Je ne m’éterniserai pas longtemps ce matin sur le résultat électoral d’hier soir. La population s’est exprimée et le grand gagnant de la soirée aura été Mario Dumont. Alors qu’à l’automne dernier ont donnait son parti pour être à l’article de la mort, le voilà qu’il forme l’Opposition Officielle. C’est un explois qui mérite d’être salué et respecté.
Ceci dit, je ne peux que m’attrister à voir le virage résolument à droite que le Québec semble être décidé à prendre. D’abord l’élection des Conservateurs au fédéral et maintenant l’élection importante des Adéquistes au provincial avec un gouvernement Libéral qui, depuis quelques années, n’est pas reconnus pour ses positions de gauche ni même de centre-gauche: la gauche québécoise doit pleurer ce soir, car près des deux tiers des suffrages exprimés n’étaient pas en leur faveur.

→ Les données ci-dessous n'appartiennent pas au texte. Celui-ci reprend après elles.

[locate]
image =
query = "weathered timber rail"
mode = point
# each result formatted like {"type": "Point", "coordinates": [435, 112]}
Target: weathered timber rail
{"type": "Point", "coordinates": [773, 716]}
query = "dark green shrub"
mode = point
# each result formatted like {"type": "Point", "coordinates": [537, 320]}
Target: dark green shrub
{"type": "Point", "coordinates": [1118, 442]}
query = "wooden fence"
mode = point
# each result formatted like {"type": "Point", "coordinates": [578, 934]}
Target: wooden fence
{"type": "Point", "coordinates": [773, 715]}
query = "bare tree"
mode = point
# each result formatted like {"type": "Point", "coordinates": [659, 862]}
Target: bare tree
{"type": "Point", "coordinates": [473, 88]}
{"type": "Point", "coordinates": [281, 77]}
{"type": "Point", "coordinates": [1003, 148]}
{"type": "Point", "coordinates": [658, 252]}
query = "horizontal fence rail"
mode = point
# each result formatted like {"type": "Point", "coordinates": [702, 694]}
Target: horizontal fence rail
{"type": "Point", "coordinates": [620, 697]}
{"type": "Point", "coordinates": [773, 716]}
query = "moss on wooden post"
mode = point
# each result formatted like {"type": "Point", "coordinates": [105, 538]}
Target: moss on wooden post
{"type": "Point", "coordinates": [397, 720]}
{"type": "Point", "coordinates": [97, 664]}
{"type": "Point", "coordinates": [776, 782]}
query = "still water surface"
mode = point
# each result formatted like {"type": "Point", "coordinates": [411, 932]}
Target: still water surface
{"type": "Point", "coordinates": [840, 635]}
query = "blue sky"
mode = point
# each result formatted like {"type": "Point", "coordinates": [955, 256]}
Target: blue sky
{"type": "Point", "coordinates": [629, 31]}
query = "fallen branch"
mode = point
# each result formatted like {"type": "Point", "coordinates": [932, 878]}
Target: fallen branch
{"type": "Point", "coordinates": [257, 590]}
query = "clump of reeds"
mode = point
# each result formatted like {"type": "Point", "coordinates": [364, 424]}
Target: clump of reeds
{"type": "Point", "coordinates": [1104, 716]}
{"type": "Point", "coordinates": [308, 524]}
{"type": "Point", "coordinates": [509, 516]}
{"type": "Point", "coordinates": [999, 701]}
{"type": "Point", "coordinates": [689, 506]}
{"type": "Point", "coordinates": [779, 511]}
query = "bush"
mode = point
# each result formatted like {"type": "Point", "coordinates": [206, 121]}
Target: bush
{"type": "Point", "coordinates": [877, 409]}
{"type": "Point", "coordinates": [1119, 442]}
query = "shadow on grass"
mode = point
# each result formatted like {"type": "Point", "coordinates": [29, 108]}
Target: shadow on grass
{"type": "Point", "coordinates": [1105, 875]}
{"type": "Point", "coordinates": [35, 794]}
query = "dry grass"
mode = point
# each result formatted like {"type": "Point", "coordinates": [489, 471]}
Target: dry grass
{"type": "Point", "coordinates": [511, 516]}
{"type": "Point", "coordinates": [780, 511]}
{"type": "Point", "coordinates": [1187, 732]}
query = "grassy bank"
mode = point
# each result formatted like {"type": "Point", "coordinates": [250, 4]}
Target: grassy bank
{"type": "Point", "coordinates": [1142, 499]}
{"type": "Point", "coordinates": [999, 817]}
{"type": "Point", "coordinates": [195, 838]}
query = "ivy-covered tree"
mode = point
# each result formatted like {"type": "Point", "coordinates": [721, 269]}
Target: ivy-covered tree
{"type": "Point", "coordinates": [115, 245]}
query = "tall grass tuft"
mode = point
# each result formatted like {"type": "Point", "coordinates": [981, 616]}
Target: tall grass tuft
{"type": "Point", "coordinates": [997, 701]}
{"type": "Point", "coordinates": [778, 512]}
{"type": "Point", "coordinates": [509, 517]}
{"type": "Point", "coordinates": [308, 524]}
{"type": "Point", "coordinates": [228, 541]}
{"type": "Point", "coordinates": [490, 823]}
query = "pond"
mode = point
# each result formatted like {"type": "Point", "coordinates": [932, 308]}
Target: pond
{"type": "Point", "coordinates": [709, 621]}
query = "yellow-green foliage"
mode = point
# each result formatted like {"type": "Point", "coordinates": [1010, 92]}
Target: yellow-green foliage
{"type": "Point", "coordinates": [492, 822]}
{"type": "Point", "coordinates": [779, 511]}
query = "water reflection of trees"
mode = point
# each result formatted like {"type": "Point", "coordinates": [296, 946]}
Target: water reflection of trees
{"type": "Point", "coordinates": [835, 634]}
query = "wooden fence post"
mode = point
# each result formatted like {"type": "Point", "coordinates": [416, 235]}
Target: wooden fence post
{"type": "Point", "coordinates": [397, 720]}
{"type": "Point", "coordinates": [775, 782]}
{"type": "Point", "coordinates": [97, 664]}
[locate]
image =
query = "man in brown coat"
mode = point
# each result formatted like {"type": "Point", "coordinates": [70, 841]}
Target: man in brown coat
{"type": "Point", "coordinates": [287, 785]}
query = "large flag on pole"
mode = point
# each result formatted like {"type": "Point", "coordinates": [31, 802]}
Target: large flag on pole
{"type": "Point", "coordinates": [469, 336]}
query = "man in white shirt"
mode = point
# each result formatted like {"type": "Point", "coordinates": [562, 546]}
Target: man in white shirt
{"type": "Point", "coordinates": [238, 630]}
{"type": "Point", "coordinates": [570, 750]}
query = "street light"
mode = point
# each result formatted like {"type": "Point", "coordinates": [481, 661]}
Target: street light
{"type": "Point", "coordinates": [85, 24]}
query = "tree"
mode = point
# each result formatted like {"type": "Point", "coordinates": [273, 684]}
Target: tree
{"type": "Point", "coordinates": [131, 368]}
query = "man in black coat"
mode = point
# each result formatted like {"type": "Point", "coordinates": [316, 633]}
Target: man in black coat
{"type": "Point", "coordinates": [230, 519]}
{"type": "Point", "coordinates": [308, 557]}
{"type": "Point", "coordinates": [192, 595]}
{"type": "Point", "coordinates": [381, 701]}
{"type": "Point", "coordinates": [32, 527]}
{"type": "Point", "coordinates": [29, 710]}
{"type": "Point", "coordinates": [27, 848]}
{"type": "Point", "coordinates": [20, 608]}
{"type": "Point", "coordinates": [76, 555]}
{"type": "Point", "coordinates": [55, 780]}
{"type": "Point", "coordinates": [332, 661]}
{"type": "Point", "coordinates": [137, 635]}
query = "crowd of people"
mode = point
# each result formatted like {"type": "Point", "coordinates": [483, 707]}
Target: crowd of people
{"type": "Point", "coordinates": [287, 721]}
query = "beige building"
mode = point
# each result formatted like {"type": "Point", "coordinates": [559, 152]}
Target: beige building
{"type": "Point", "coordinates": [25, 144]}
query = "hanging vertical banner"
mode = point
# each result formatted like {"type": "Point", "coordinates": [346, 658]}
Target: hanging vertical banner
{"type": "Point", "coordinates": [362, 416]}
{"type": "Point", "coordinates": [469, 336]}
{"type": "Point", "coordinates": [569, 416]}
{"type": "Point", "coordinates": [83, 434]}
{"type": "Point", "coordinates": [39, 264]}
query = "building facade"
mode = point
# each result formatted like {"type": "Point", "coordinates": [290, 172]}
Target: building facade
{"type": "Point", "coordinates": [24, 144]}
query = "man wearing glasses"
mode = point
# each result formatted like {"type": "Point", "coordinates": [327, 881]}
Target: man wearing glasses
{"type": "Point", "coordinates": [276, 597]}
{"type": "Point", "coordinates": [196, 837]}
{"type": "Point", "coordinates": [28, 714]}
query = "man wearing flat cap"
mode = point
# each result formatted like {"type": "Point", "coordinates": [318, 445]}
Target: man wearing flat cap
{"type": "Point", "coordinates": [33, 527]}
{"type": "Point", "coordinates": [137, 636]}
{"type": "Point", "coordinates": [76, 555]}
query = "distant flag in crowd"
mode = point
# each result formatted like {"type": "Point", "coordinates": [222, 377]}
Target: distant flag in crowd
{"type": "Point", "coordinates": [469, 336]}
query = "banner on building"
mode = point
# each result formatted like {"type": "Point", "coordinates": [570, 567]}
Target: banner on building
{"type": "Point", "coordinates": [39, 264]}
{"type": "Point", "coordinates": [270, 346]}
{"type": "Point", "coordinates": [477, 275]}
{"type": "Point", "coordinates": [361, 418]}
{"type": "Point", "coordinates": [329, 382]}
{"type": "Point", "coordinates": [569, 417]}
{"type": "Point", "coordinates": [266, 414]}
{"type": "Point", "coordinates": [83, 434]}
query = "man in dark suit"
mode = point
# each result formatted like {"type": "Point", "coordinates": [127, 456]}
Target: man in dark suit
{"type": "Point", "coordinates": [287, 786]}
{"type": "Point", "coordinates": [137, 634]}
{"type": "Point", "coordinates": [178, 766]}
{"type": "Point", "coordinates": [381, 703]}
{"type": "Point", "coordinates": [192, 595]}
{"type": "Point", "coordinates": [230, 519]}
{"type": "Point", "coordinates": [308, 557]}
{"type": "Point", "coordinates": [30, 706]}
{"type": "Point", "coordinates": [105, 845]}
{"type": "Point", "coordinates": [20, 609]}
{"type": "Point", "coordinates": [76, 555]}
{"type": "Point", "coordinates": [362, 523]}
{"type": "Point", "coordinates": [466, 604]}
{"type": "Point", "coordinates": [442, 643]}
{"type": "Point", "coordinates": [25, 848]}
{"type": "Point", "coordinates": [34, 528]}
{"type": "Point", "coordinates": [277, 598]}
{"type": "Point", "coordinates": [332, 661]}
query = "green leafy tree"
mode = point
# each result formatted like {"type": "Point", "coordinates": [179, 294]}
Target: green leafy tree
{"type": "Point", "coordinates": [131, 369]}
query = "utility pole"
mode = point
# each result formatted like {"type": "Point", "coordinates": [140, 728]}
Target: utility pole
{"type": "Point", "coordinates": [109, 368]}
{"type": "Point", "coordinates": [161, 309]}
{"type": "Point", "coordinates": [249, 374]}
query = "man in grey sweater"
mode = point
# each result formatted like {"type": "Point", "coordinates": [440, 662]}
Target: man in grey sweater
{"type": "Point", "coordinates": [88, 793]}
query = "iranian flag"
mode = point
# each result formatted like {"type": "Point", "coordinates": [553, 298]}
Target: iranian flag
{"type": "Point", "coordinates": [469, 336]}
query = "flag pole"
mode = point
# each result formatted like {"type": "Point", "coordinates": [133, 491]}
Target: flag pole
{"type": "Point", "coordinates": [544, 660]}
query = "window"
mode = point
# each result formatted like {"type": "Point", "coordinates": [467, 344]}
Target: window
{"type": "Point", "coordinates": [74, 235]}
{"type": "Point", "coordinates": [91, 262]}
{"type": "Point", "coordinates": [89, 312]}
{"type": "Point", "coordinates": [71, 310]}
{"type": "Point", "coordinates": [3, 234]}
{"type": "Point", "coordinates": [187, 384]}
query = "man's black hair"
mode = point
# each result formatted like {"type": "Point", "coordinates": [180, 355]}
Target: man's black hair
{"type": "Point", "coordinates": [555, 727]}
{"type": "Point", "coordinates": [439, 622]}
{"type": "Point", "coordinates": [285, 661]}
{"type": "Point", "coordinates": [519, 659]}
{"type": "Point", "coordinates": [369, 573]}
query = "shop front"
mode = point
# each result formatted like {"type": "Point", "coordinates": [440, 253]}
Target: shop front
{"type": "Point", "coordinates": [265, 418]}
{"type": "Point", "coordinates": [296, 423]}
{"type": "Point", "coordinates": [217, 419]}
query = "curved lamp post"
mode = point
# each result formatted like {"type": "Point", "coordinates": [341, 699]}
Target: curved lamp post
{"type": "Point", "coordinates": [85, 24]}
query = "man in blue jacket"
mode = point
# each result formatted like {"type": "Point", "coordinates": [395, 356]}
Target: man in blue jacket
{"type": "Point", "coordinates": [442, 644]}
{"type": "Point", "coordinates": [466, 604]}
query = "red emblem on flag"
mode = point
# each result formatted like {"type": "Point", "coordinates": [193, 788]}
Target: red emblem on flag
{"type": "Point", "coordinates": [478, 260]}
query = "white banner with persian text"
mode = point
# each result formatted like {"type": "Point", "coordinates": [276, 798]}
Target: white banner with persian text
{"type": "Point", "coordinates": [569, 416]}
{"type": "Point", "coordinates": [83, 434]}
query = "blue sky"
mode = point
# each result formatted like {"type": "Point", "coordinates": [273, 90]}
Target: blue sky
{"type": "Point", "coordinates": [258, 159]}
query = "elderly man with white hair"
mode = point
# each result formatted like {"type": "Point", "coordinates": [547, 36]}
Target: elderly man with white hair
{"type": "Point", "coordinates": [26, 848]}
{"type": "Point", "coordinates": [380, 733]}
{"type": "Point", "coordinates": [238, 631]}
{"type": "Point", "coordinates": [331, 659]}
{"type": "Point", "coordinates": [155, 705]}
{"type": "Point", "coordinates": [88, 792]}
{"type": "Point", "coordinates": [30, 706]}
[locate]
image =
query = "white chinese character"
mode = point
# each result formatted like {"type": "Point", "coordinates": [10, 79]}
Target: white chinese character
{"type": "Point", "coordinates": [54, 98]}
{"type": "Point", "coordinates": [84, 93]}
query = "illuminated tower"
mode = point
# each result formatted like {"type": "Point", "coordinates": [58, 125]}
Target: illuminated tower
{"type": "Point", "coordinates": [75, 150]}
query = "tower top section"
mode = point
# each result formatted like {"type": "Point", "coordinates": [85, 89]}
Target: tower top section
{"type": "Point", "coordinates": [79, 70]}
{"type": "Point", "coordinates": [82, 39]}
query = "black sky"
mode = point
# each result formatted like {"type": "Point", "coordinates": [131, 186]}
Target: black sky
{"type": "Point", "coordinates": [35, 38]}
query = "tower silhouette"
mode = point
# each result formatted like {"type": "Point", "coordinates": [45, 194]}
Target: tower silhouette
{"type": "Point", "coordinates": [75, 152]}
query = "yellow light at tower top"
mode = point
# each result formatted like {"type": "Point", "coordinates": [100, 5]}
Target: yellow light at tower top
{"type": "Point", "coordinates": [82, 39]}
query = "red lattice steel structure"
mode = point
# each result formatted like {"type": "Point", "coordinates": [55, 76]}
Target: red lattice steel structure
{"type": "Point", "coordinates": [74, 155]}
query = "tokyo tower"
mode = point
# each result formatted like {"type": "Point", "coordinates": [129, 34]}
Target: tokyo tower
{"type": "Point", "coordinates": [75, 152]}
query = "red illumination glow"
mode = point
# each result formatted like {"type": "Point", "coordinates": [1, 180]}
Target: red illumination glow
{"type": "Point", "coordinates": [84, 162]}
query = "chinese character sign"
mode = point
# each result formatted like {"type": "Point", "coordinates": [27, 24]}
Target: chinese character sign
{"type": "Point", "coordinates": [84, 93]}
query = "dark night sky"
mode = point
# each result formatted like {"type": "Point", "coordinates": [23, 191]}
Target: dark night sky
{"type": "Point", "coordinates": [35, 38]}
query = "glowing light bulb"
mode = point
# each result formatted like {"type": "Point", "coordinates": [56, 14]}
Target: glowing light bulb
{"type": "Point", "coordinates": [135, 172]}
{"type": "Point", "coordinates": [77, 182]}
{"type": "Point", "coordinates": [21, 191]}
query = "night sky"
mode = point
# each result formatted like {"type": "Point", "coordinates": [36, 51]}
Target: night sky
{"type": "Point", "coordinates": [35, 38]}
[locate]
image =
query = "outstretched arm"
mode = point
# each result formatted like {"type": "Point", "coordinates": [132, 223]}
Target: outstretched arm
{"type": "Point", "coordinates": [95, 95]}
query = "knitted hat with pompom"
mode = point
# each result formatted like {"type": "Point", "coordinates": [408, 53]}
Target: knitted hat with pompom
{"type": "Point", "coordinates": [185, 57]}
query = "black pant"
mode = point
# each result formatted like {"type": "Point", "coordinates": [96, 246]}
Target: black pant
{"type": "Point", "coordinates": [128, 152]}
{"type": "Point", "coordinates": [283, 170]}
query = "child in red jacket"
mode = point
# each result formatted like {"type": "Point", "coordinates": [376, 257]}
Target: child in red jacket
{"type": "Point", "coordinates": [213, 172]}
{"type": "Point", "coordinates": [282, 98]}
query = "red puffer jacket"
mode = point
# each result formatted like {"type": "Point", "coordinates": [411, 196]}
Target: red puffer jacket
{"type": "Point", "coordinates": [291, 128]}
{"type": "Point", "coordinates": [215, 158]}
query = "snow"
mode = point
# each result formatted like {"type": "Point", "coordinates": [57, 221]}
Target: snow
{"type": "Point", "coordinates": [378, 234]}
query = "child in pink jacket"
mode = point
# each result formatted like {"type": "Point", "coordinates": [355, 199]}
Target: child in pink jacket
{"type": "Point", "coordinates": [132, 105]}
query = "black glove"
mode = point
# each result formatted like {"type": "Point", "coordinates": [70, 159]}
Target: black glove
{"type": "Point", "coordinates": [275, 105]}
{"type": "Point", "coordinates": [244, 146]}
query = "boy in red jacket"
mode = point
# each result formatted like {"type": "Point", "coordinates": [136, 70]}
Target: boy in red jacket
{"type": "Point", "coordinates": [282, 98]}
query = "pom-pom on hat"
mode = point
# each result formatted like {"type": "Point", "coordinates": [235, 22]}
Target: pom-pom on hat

Autre point à souligner est le faible taux de participation: 71%, le deuxième plus faible taux depuis 1976, après celui de 2003. Il y a 30% de la population qui a refusé de s’exprimer, malgré la diversité de points de vue exprimée par les cinq partis principaux, malgré les enjeux de cette campagne. C’est un autre point que je trouve désolant. Malgré tout, 30% de la population en âge de voter aura trouvé une excuse pour ne pas s’acquitter de son droit et de remplir ses devoirs de citoyens. Désolant.
Si plusieurs analystes donnent les partis Libérals et Québecois grand perdant de cette soirée électorale, j’ai une vision un peu différente. Je crois que le grand perdant de cette élection c’est l’environnement. Le PLQ, malgré son plan Vert, n’a pas le plus bel historique en la matière (le Suroit, le Mont-Orford, l’autoroute 25, la privatisation des rivières à saumon, les aires protégées, la réforme forestière, politique nationale de l’eau, etc.). Pour ce qui est de l’ADQ, plusieurs ont déjà souligné le vide de leur plateforme et de leur idéologie. De plus, il y a plusieurs éléments de leur plateforme qui sont inquiétants pour l’environnement. Alors que les portefeuilles de l’Environnement et de la Faune souffrent depuis plusieurs années d’un manque cruel de ressources pour gérer convenablement les lois qu’il régissent, l’ADQ maintient son discours de la réduction de la taille de l’État tout en agrandissant les ressources en Santé. Deuxième élément, la réforme du ministère rataché à l’Environnement prôné par l’ADQ ne rassure personne dans le milieu. Troisième élément, la relance de Grande Baleine, projet qui d’un point de vue environnemental (écologique ou social) a été rejeté par la population à deux reprises déjà. Nous avons donc plus de 70% de la députation qui est représenté par des partis qui n’ont rien fait pour démontrer qu’ils avaient à coeur la santé environnementale de la province. Et pourtant, on ne cesse de nous répéter depuis des mois que l’environnement est une préoccupation des québécois. Ceci ne se reflète pas dans les résultats d’hier soir.
Il ne nous reste donc plus qu’à regarder comment les forces en présence, avec une Assemblée Nationale profondément divisée, vont réussir à faire fonctionner le Parlement. C’est un gouvernement en sursis que nous avons ce matin. Reste à voir si Jean Charest va réussir à le faire survivre aussi longtemps que M. Harper à Ottawa ou s’il sera plutôt un Joe Clark ou un Paul Martin et que nous serons de nouveau aux urnes avant le printemps 2008.